In his later years, the little colony upon whose welfare and Christian culture he had bestowed so much cheerful labor and anxious thought, became every day more and more dear to his heart. Within the ample folds of his charity were likewise encircled the numerous tribes of savages, spread over the vast domains of New France. He earnestly desired that all of them, far and near, friend and foe, might be instructed in the doctrines of the Christian faith, and brought into willing and loving obedience to the cross.
In its personal application to his own heart, the religion of Champlain was distinguished by a natural and gradual progress. His warmth, tenderness, and zeal grew deeper and stronger with advancing years. In his religious life there was a clearly marked seed-time, growth, and ripening for the harvest. After his return to Quebec, during the last three years of his life, his time was especially systematized and appropriated for intellectual and spiritual improvement. Some portion was given every morning by himself and those who constituted his family to a course of historical reading, and in the evening to the memoirs of the saintly dead whose lives he regarded as suitable for the imitation of the living, and each night for himself he devoted more or less time to private meditation and prayer.
Such were the devout habits of Champlain's life in his later years. We are not, therefore, surprised that the historian of Canada, twenty-five years after his death, should place upon record the following concise but comprehensive eulogy:—
"His surpassing love of justice, piety, fidelity to God, his king, and the Society of New France, had always been conspicuous. But in his death he gave such illustrious proofs of his goodness as to fill every one with admiration." [117]
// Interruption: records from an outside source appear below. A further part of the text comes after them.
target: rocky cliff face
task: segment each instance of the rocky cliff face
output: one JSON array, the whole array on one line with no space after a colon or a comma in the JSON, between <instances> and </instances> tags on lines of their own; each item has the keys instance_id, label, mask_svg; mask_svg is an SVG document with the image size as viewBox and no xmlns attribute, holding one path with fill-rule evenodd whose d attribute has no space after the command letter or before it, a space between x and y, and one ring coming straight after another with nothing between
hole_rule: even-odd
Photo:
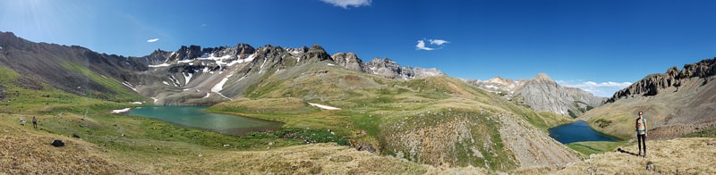
<instances>
[{"instance_id":1,"label":"rocky cliff face","mask_svg":"<svg viewBox=\"0 0 716 175\"><path fill-rule=\"evenodd\" d=\"M255 48L244 43L203 48L192 45L174 52L156 50L142 57L124 57L81 46L33 43L4 32L0 46L0 63L59 89L113 101L121 100L114 96L147 96L156 104L212 104L244 96L244 90L263 75L288 77L316 65L337 64L395 79L442 74L437 69L418 69L421 74L416 75L411 67L389 59L364 63L353 53L331 56L318 45L300 48L270 45ZM110 85L99 78L117 82Z\"/></svg>"},{"instance_id":2,"label":"rocky cliff face","mask_svg":"<svg viewBox=\"0 0 716 175\"><path fill-rule=\"evenodd\" d=\"M420 68L414 69L410 66L401 67L400 64L388 58L373 58L371 62L363 63L354 53L337 53L331 56L331 59L339 66L355 71L372 73L393 79L420 79L431 76L444 75L437 68Z\"/></svg>"},{"instance_id":3,"label":"rocky cliff face","mask_svg":"<svg viewBox=\"0 0 716 175\"><path fill-rule=\"evenodd\" d=\"M511 80L496 77L486 81L467 82L533 110L572 117L601 105L606 99L579 88L559 86L544 73L531 79Z\"/></svg>"},{"instance_id":4,"label":"rocky cliff face","mask_svg":"<svg viewBox=\"0 0 716 175\"><path fill-rule=\"evenodd\" d=\"M534 110L550 111L572 117L600 106L605 100L579 88L559 86L544 73L528 80L516 91L524 97L524 104Z\"/></svg>"},{"instance_id":5,"label":"rocky cliff face","mask_svg":"<svg viewBox=\"0 0 716 175\"><path fill-rule=\"evenodd\" d=\"M582 118L592 128L630 138L632 121L644 112L649 137L671 138L716 126L716 59L667 69L619 90L607 103Z\"/></svg>"},{"instance_id":6,"label":"rocky cliff face","mask_svg":"<svg viewBox=\"0 0 716 175\"><path fill-rule=\"evenodd\" d=\"M365 72L363 61L358 58L354 53L337 53L331 55L333 62L339 66L354 71Z\"/></svg>"},{"instance_id":7,"label":"rocky cliff face","mask_svg":"<svg viewBox=\"0 0 716 175\"><path fill-rule=\"evenodd\" d=\"M626 88L621 89L614 94L607 103L612 103L618 99L634 97L635 96L656 96L669 88L681 87L683 81L699 80L703 84L707 84L709 77L716 75L716 59L706 59L699 62L684 65L681 71L676 66L669 68L665 73L651 74L644 77ZM698 79L691 79L699 78Z\"/></svg>"}]
</instances>

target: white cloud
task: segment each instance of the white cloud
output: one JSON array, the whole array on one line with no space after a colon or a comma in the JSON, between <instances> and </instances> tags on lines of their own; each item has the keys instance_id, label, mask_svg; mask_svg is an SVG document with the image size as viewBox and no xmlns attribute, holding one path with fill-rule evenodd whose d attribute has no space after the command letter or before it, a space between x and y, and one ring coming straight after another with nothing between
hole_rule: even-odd
<instances>
[{"instance_id":1,"label":"white cloud","mask_svg":"<svg viewBox=\"0 0 716 175\"><path fill-rule=\"evenodd\" d=\"M442 48L442 46L440 46L439 48L426 46L425 46L425 40L428 40L430 45L435 45L435 46L442 46L443 44L450 43L449 41L446 41L446 40L443 40L443 39L421 39L421 40L418 40L418 45L415 46L415 50L430 51L430 50L438 50L438 49L441 49Z\"/></svg>"},{"instance_id":2,"label":"white cloud","mask_svg":"<svg viewBox=\"0 0 716 175\"><path fill-rule=\"evenodd\" d=\"M418 40L418 45L415 46L415 50L435 50L435 48L425 46L425 41L421 39Z\"/></svg>"},{"instance_id":3,"label":"white cloud","mask_svg":"<svg viewBox=\"0 0 716 175\"><path fill-rule=\"evenodd\" d=\"M618 90L632 85L630 82L594 82L584 80L556 80L558 84L565 87L581 88L597 96L611 97Z\"/></svg>"},{"instance_id":4,"label":"white cloud","mask_svg":"<svg viewBox=\"0 0 716 175\"><path fill-rule=\"evenodd\" d=\"M334 6L343 7L348 9L348 6L360 7L371 5L372 0L320 0L324 3L331 4Z\"/></svg>"},{"instance_id":5,"label":"white cloud","mask_svg":"<svg viewBox=\"0 0 716 175\"><path fill-rule=\"evenodd\" d=\"M450 43L449 41L442 40L442 39L430 39L430 44L440 46L442 44Z\"/></svg>"}]
</instances>

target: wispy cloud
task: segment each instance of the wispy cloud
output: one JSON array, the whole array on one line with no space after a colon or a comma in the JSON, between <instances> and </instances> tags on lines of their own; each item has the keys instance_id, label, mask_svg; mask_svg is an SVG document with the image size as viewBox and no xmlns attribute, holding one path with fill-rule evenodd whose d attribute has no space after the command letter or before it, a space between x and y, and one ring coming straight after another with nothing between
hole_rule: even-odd
<instances>
[{"instance_id":1,"label":"wispy cloud","mask_svg":"<svg viewBox=\"0 0 716 175\"><path fill-rule=\"evenodd\" d=\"M435 48L425 46L424 40L418 40L418 45L415 46L415 50L435 50Z\"/></svg>"},{"instance_id":2,"label":"wispy cloud","mask_svg":"<svg viewBox=\"0 0 716 175\"><path fill-rule=\"evenodd\" d=\"M558 84L565 87L581 88L597 96L611 97L618 90L632 85L630 82L594 82L584 80L556 80Z\"/></svg>"},{"instance_id":3,"label":"wispy cloud","mask_svg":"<svg viewBox=\"0 0 716 175\"><path fill-rule=\"evenodd\" d=\"M331 4L334 6L348 9L348 6L360 7L371 5L372 0L320 0L324 3Z\"/></svg>"},{"instance_id":4,"label":"wispy cloud","mask_svg":"<svg viewBox=\"0 0 716 175\"><path fill-rule=\"evenodd\" d=\"M446 43L450 43L449 41L446 41L446 40L442 40L442 39L430 39L428 41L430 41L430 44L437 45L437 46L440 46L440 45L446 44Z\"/></svg>"},{"instance_id":5,"label":"wispy cloud","mask_svg":"<svg viewBox=\"0 0 716 175\"><path fill-rule=\"evenodd\" d=\"M449 41L446 41L446 40L443 40L443 39L421 39L421 40L418 40L418 45L415 46L415 50L431 51L431 50L436 50L436 49L441 49L442 48L442 46L440 46L439 48L427 46L425 46L425 40L428 40L430 45L435 45L435 46L442 46L443 44L450 43Z\"/></svg>"}]
</instances>

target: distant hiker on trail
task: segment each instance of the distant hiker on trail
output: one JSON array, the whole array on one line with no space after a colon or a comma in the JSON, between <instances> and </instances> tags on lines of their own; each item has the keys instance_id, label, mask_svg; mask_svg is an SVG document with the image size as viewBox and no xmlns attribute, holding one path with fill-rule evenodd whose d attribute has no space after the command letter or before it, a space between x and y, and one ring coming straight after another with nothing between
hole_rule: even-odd
<instances>
[{"instance_id":1,"label":"distant hiker on trail","mask_svg":"<svg viewBox=\"0 0 716 175\"><path fill-rule=\"evenodd\" d=\"M639 117L636 118L636 140L638 140L639 155L646 158L646 120L643 115L644 112L639 112ZM644 154L642 154L642 146L644 146Z\"/></svg>"},{"instance_id":2,"label":"distant hiker on trail","mask_svg":"<svg viewBox=\"0 0 716 175\"><path fill-rule=\"evenodd\" d=\"M35 127L35 129L38 129L38 119L35 118L35 116L32 116L32 127Z\"/></svg>"}]
</instances>

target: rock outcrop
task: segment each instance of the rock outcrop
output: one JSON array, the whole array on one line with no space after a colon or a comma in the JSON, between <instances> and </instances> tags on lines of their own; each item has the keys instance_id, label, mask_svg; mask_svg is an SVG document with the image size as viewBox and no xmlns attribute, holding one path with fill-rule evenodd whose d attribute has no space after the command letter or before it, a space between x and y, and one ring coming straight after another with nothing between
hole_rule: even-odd
<instances>
[{"instance_id":1,"label":"rock outcrop","mask_svg":"<svg viewBox=\"0 0 716 175\"><path fill-rule=\"evenodd\" d=\"M652 138L672 138L716 126L716 60L667 69L665 73L651 74L619 90L601 107L582 118L590 125L601 122L632 121L644 112ZM596 128L613 136L630 138L634 123L619 123Z\"/></svg>"},{"instance_id":2,"label":"rock outcrop","mask_svg":"<svg viewBox=\"0 0 716 175\"><path fill-rule=\"evenodd\" d=\"M373 58L365 63L367 71L371 73L383 76L388 79L407 79L415 76L411 67L400 67L397 62L388 58Z\"/></svg>"},{"instance_id":3,"label":"rock outcrop","mask_svg":"<svg viewBox=\"0 0 716 175\"><path fill-rule=\"evenodd\" d=\"M539 73L530 79L512 80L495 77L485 81L466 81L533 110L549 111L573 118L601 105L606 100L605 97L595 96L579 88L559 86L544 73Z\"/></svg>"},{"instance_id":4,"label":"rock outcrop","mask_svg":"<svg viewBox=\"0 0 716 175\"><path fill-rule=\"evenodd\" d=\"M674 66L669 68L665 73L650 74L641 80L632 84L626 88L614 94L606 103L613 103L621 98L634 97L635 96L656 96L660 91L669 88L678 88L682 81L691 80L691 78L699 78L696 80L708 83L708 77L716 75L716 58L703 60L699 62L686 64L681 71Z\"/></svg>"},{"instance_id":5,"label":"rock outcrop","mask_svg":"<svg viewBox=\"0 0 716 175\"><path fill-rule=\"evenodd\" d=\"M333 62L339 66L342 66L345 69L354 71L361 71L365 72L365 68L363 67L363 61L358 58L357 55L354 53L337 53L331 55Z\"/></svg>"},{"instance_id":6,"label":"rock outcrop","mask_svg":"<svg viewBox=\"0 0 716 175\"><path fill-rule=\"evenodd\" d=\"M380 59L376 57L363 63L354 53L337 53L331 56L331 59L336 62L337 65L345 69L380 75L393 79L405 80L444 75L444 73L437 68L402 67L400 64L388 58Z\"/></svg>"}]
</instances>

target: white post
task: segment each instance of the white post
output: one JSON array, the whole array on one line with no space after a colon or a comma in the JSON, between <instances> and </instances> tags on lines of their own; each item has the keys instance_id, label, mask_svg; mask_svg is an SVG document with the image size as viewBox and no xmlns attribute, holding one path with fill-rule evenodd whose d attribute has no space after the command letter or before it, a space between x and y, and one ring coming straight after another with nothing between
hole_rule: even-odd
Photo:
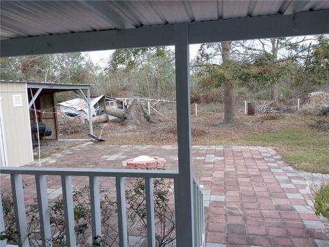
<instances>
[{"instance_id":1,"label":"white post","mask_svg":"<svg viewBox=\"0 0 329 247\"><path fill-rule=\"evenodd\" d=\"M175 183L176 246L194 246L190 56L187 23L175 25L178 181Z\"/></svg>"},{"instance_id":2,"label":"white post","mask_svg":"<svg viewBox=\"0 0 329 247\"><path fill-rule=\"evenodd\" d=\"M90 101L90 89L87 90L87 100L88 100L88 115L89 119L89 133L93 135L93 116L91 114L91 101Z\"/></svg>"}]
</instances>

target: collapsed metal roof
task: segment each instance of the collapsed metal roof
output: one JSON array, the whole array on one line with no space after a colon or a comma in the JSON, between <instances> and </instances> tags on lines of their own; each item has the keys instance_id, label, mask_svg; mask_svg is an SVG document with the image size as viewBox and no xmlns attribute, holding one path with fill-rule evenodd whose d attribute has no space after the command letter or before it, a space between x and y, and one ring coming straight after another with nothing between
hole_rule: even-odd
<instances>
[{"instance_id":1,"label":"collapsed metal roof","mask_svg":"<svg viewBox=\"0 0 329 247\"><path fill-rule=\"evenodd\" d=\"M103 95L100 95L96 98L90 99L92 116L96 115L95 105L103 96ZM70 112L77 116L84 115L86 118L88 117L88 103L84 99L73 99L67 101L59 103L58 105L60 107L61 110L64 112Z\"/></svg>"},{"instance_id":2,"label":"collapsed metal roof","mask_svg":"<svg viewBox=\"0 0 329 247\"><path fill-rule=\"evenodd\" d=\"M329 10L329 1L1 1L1 39Z\"/></svg>"}]
</instances>

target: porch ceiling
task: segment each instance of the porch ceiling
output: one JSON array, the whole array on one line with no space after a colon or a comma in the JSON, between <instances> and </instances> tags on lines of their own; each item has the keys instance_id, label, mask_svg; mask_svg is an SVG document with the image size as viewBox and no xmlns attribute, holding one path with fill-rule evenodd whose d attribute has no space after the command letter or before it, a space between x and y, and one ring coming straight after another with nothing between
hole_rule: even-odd
<instances>
[{"instance_id":1,"label":"porch ceiling","mask_svg":"<svg viewBox=\"0 0 329 247\"><path fill-rule=\"evenodd\" d=\"M328 9L328 1L3 1L1 39Z\"/></svg>"},{"instance_id":2,"label":"porch ceiling","mask_svg":"<svg viewBox=\"0 0 329 247\"><path fill-rule=\"evenodd\" d=\"M2 1L1 56L329 33L328 1Z\"/></svg>"}]
</instances>

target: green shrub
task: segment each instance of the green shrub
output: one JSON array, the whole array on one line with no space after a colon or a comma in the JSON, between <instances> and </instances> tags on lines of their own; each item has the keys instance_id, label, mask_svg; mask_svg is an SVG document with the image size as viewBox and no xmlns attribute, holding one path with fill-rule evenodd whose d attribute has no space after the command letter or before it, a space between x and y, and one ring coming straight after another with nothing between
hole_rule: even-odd
<instances>
[{"instance_id":1,"label":"green shrub","mask_svg":"<svg viewBox=\"0 0 329 247\"><path fill-rule=\"evenodd\" d=\"M175 239L175 212L169 207L173 199L173 190L171 181L154 179L154 216L156 223L156 239L157 247L171 246ZM138 233L142 237L143 244L147 235L147 222L146 216L145 185L143 179L131 179L125 190L127 226L127 232ZM73 192L75 231L77 244L89 246L88 238L90 235L91 216L90 208L89 187L84 186ZM93 239L94 246L110 247L119 244L117 224L117 207L115 195L110 189L99 190L101 218L103 234ZM3 218L5 229L0 234L0 240L7 239L8 244L17 244L18 235L15 223L14 203L11 193L2 192ZM51 242L53 246L65 246L65 224L64 221L63 200L61 198L49 202ZM42 245L38 201L25 206L27 220L28 236L26 241L29 246L38 247Z\"/></svg>"},{"instance_id":2,"label":"green shrub","mask_svg":"<svg viewBox=\"0 0 329 247\"><path fill-rule=\"evenodd\" d=\"M315 214L329 219L329 184L322 183L319 188L313 190Z\"/></svg>"}]
</instances>

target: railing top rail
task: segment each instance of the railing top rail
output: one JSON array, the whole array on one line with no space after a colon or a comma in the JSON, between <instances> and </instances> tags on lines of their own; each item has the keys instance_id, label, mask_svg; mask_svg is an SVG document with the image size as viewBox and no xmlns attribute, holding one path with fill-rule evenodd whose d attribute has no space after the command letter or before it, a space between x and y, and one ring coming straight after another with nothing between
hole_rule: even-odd
<instances>
[{"instance_id":1,"label":"railing top rail","mask_svg":"<svg viewBox=\"0 0 329 247\"><path fill-rule=\"evenodd\" d=\"M38 167L0 167L0 174L29 175L66 175L110 177L177 179L175 170L129 170Z\"/></svg>"}]
</instances>

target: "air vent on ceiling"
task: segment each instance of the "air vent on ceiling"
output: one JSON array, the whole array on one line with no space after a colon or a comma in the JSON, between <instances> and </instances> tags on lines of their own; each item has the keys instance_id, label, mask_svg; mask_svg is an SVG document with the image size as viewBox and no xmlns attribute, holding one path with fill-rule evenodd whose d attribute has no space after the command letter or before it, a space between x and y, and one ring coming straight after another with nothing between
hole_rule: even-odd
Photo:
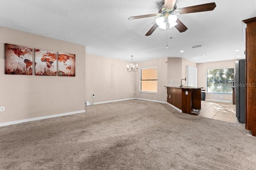
<instances>
[{"instance_id":1,"label":"air vent on ceiling","mask_svg":"<svg viewBox=\"0 0 256 170\"><path fill-rule=\"evenodd\" d=\"M202 47L203 46L202 45L195 45L194 46L192 46L191 47L191 48L192 49L194 49L195 48L197 48L197 47Z\"/></svg>"}]
</instances>

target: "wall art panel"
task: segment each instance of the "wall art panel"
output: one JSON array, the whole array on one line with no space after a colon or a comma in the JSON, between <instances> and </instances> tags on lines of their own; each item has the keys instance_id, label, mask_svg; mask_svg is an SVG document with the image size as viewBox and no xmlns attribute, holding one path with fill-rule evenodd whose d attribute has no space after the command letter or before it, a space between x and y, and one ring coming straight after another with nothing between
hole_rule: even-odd
<instances>
[{"instance_id":1,"label":"wall art panel","mask_svg":"<svg viewBox=\"0 0 256 170\"><path fill-rule=\"evenodd\" d=\"M32 75L32 48L4 44L6 74Z\"/></svg>"},{"instance_id":2,"label":"wall art panel","mask_svg":"<svg viewBox=\"0 0 256 170\"><path fill-rule=\"evenodd\" d=\"M58 52L58 76L76 76L76 55Z\"/></svg>"},{"instance_id":3,"label":"wall art panel","mask_svg":"<svg viewBox=\"0 0 256 170\"><path fill-rule=\"evenodd\" d=\"M35 68L36 76L57 75L57 52L35 49Z\"/></svg>"}]
</instances>

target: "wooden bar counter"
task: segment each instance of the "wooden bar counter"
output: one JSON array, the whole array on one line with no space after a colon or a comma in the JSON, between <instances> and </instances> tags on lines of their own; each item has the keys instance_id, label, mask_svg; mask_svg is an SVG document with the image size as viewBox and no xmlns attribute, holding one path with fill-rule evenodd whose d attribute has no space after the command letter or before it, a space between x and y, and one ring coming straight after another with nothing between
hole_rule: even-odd
<instances>
[{"instance_id":1,"label":"wooden bar counter","mask_svg":"<svg viewBox=\"0 0 256 170\"><path fill-rule=\"evenodd\" d=\"M198 115L201 111L201 89L202 87L165 86L167 102L182 113Z\"/></svg>"}]
</instances>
The reader of these memoirs has doubtless observed with surprise and perhaps with disappointment, the readiness with which Champlain took part in the wars of the savages. On his first visit to the valley of the St Lawrence, he found the Indians dwelling on the northern shores of the river and the lakes engaged in a deadly warfare with those on the southern, the Iroquois tribes occupying the northern limits of the present State of New York, generally known as the Five Nations. The hostile relations between these savages were not of recent date. They reached back to a very early but indefinite period. They may have existed for several centuries. When Champlain planted his colony at Quebec, in 1608, he at once entered into friendly relations with all the tribes which were his immediate neighbors. This was eminently a suitable thing to do, and was, moreover, necessary for his safety and protection.